Africa’s demographic dividend: empower, educate, and employ

It is true that the African population is very youthful, with 406 million young people aged 15-34, and 486 million children aged 0-14 years according to UN Population estimates. The continent has the highest child-dependency rate in the world. For every 100 working age persons in Africa, there are approximately 73 children under 15-year olds who are dependent.

Wednesday, November 22, 2017

It is true that the African population is very youthful, with 406 million young people aged 15-34, and 486 million children aged 0-14 years according to UN Population estimates.

The continent has the highest child-dependency rate in the world. For every 100 working age persons in Africa, there are approximately 73 children under 15-year olds who are dependent.

The population is estimated to double from 1 billion in 2010 to 2.4 billion by 2050. In 32 African countries, more than 40 per cent of their population is below 15 years old.

Similarly, some 11 million youth are expected to enter Africa’s labour market every year for the next decade, as per World Bank figures.
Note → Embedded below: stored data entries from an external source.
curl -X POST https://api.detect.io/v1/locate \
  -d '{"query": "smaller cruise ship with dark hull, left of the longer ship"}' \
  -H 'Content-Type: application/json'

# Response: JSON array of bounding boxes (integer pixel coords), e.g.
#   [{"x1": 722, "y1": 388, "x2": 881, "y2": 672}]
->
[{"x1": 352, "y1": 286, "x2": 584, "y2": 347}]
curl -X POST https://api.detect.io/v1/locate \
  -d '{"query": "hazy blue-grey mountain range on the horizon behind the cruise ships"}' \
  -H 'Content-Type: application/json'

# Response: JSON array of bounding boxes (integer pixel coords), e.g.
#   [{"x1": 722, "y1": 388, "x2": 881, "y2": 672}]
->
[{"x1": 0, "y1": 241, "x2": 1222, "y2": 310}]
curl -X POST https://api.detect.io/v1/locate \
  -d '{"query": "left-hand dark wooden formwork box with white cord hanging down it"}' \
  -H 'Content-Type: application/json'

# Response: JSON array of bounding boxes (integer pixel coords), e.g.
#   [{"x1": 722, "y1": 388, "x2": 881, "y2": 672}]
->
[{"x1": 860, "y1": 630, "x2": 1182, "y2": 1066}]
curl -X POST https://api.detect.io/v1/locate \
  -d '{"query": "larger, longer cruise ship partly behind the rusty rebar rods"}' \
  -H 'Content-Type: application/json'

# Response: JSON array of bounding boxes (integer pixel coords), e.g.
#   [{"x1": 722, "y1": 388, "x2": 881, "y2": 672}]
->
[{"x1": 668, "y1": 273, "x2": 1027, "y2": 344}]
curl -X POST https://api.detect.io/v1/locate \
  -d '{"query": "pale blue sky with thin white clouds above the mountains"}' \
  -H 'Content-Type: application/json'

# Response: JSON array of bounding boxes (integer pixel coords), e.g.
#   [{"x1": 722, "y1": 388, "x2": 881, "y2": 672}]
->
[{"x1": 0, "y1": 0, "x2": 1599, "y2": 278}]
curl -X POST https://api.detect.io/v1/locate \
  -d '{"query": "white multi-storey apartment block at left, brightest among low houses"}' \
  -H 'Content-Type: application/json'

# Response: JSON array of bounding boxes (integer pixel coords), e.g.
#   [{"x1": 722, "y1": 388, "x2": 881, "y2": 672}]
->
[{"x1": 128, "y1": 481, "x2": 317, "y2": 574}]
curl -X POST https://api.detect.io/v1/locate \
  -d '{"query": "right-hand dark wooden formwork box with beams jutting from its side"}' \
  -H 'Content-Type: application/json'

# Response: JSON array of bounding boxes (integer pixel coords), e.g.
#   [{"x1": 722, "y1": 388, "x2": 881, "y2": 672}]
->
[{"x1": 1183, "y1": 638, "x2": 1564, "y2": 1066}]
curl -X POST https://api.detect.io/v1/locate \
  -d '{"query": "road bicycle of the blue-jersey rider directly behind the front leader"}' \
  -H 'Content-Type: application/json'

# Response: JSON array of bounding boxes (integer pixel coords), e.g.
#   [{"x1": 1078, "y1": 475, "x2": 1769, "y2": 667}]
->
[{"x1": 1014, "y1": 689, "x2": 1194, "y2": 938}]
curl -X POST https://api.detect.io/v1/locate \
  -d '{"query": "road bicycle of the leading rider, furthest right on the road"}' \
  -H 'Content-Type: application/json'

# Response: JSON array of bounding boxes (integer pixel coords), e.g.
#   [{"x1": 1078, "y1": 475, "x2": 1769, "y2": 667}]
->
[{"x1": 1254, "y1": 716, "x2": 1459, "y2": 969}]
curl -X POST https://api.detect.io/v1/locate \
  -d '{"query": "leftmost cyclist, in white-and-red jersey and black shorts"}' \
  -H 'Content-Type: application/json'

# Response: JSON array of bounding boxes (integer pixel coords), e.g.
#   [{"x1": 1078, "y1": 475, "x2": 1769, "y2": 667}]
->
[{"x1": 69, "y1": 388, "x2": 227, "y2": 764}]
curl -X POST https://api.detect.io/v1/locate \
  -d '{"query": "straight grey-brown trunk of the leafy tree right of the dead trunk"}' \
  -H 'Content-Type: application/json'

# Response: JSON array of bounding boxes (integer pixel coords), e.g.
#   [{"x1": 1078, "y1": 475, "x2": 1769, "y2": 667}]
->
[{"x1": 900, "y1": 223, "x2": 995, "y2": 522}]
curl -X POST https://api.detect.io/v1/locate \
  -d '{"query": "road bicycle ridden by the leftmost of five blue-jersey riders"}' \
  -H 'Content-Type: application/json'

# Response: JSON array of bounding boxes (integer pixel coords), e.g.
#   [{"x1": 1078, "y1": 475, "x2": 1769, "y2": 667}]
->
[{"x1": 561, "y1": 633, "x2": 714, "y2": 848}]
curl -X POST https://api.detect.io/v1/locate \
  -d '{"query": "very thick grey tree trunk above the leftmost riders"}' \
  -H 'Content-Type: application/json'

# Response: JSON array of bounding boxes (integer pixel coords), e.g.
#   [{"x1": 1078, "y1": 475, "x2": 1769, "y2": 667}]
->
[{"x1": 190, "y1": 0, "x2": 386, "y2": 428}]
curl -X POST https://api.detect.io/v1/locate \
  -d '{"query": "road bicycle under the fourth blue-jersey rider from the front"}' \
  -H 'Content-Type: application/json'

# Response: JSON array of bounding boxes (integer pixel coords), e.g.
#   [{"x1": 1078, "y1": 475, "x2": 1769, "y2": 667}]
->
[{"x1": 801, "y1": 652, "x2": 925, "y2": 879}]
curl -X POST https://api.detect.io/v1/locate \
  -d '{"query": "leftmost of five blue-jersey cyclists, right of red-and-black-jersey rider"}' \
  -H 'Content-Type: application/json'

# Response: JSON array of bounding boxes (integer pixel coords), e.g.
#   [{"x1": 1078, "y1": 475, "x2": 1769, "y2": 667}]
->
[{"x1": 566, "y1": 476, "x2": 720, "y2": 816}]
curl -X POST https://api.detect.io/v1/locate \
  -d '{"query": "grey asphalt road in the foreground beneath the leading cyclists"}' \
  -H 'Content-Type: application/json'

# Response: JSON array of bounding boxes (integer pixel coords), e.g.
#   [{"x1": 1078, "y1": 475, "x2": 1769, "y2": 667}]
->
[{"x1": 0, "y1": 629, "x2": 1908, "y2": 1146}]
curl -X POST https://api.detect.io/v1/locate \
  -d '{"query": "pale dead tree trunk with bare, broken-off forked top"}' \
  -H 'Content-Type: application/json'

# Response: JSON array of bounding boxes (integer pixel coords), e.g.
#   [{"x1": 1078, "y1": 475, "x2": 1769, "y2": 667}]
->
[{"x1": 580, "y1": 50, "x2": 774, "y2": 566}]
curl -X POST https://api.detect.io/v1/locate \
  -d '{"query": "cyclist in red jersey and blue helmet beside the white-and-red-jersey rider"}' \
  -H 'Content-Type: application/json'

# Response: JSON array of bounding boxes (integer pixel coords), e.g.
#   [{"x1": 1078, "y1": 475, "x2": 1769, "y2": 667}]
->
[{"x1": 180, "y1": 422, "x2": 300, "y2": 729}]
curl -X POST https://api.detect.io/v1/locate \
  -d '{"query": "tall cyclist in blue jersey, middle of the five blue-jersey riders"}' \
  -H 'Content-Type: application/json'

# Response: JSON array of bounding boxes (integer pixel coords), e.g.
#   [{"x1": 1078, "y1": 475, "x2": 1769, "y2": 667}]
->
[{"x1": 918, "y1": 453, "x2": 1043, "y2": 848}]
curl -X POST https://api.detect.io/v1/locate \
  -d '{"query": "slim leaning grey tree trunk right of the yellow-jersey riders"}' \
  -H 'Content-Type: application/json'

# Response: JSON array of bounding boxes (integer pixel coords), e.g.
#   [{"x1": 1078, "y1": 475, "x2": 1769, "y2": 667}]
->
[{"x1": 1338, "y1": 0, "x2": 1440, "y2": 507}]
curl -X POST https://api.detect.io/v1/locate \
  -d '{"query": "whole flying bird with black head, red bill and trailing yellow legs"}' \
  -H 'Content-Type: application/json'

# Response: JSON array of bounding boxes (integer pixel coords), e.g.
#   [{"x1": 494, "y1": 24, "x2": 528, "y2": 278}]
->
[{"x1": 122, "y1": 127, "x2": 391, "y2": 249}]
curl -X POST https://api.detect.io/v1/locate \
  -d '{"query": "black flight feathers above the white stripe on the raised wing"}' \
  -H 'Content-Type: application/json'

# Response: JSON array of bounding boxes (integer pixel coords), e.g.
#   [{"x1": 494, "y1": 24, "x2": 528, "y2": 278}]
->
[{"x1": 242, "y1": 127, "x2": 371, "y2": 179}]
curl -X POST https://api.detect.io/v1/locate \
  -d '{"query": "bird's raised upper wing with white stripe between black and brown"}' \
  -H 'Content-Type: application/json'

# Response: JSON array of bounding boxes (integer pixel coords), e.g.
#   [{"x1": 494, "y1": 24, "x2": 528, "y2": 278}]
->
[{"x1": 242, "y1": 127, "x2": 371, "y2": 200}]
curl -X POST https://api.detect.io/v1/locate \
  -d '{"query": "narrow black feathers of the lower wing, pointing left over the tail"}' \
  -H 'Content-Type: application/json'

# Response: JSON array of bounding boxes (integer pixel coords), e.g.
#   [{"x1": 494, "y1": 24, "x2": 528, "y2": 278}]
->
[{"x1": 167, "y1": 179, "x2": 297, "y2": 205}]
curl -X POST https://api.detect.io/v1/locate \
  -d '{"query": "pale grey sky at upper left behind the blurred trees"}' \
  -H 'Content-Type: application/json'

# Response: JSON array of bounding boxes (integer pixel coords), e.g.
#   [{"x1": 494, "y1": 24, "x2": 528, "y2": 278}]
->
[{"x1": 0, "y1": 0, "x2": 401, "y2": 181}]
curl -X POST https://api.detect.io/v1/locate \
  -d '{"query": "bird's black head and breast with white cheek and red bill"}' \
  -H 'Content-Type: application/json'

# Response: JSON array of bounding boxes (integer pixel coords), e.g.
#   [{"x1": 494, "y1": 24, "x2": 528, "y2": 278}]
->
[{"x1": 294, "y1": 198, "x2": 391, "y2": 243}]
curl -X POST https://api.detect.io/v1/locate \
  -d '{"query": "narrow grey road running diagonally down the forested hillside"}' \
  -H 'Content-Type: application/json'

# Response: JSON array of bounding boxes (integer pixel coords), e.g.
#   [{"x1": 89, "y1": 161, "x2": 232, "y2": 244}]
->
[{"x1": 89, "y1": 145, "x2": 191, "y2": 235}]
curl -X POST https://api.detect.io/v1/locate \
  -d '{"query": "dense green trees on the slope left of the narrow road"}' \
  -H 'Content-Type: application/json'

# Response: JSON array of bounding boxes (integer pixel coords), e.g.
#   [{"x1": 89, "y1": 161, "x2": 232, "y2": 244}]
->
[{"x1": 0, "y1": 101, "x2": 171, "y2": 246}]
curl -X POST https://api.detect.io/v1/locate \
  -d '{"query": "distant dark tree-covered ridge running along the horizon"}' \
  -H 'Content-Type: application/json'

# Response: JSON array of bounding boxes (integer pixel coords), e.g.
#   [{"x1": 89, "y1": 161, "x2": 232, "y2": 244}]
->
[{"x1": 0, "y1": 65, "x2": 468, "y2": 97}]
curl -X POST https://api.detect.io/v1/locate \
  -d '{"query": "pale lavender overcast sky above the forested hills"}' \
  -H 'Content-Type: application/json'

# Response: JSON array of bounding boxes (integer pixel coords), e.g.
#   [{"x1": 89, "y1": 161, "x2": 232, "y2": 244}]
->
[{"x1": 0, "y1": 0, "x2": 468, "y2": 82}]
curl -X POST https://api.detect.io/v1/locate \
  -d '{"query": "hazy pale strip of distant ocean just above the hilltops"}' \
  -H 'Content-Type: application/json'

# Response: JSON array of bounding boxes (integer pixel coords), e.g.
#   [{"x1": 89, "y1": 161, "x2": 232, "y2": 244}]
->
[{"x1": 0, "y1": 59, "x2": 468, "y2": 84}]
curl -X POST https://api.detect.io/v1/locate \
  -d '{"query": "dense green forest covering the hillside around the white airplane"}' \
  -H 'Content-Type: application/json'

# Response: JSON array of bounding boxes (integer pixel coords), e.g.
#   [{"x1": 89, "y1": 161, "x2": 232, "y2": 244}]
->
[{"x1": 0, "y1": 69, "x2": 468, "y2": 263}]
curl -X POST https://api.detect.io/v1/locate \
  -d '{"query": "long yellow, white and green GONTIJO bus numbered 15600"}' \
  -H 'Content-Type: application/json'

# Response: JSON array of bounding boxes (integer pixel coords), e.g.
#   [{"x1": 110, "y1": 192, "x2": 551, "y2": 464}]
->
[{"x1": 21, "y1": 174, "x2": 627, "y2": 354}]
By 2070, it is projected that Africa will have over 1 billion working age youth and over 800 million children.

The biggest puzzle facing African leaders today is how to turn its population into agents of sustainable development. Investment in young people to harness demographic dividend remains crucial.

Demographic Dividend (DD), as defined by the United Nations Population Fund (UNFPA), means "the economic growth potential that can result from shifts in a population’s age structure, mainly when the share of the working-age population (15 to 64) is larger than the non-working-age share of the population (14 and younger, and 65 and older).”

This shift in population age structure can yield economic benefits if only the change is accompanied by sustained investments in education, skills development, health, job creation and good governance.

This change can boost economic growth through increased productivity of the comparatively large proportion of working-age population.

However, it is important to note that the DD is not automatic nor guaranteed; the country will have to wisely invest in interventions that will simultaneously accelerate fertility decline to open the window of opportunity for the DD, increase investments in human capital development, economic reforms to create an enabling environment for the private sector to flourish and  make the economy competitive at global level and generate more jobs for its increasing workforce.

The pillars or wheels of DD (Education, Health/Family Planning, Economic reform and Governance) are interconnected; they reinforce each other; and should be implemented concomitantly in order to allow the country to benefit from sustained growth resulting from the demographic dividend.

Like cogs in a wheel, each is fundamental to the functioning of the rest. If one of the wheel collapses or is dysfunctional, all the remaining wheels will not help moving the machine, thereby limiting the extent to which a country can reap the demographic dividend. 

To conclude, I will highlight three critical points for consideration as we discuss Demographic Dividend:

First: Making the right investments to create that demographic transition:  This transition begins as fertility and mortality rates start to decline, leading to a larger working age population that is dependent and younger. The dividend comes when resources are used for economic development, and for greater per capita spending on higher quality health and education services, employment generation and putting in place the infrastructures for efficient public service delivery. Making the most of the demographic dividend depends heavily on appropriate public policy choices and investments made before or during the demographic transition, as the country moves from high death and fertility to low death and fertility with accompanying investments.

Second: The demographic dividend is limited in time and requires immediate preparatory investments. This window of opportunity for African countries to harness the demographic dividend opens for limited time. If the change in age structure resulting in the youth bulge happens in the absence of adequate investments in critical areas such as health, education and job creation, then a country is unlikely to earn a sizeable dividend.

Third: The centrality of investing in adolescent girls and empowering our women. Many girls in the Africa region are subjected to child marriage, early and unplanned pregnancies, limited access to health care and inadequate education. Effective demographic transition will only materialise if young girls and women are empowered through education and have the right information on sexual and reproductive health issues that allow them making the right informed choices.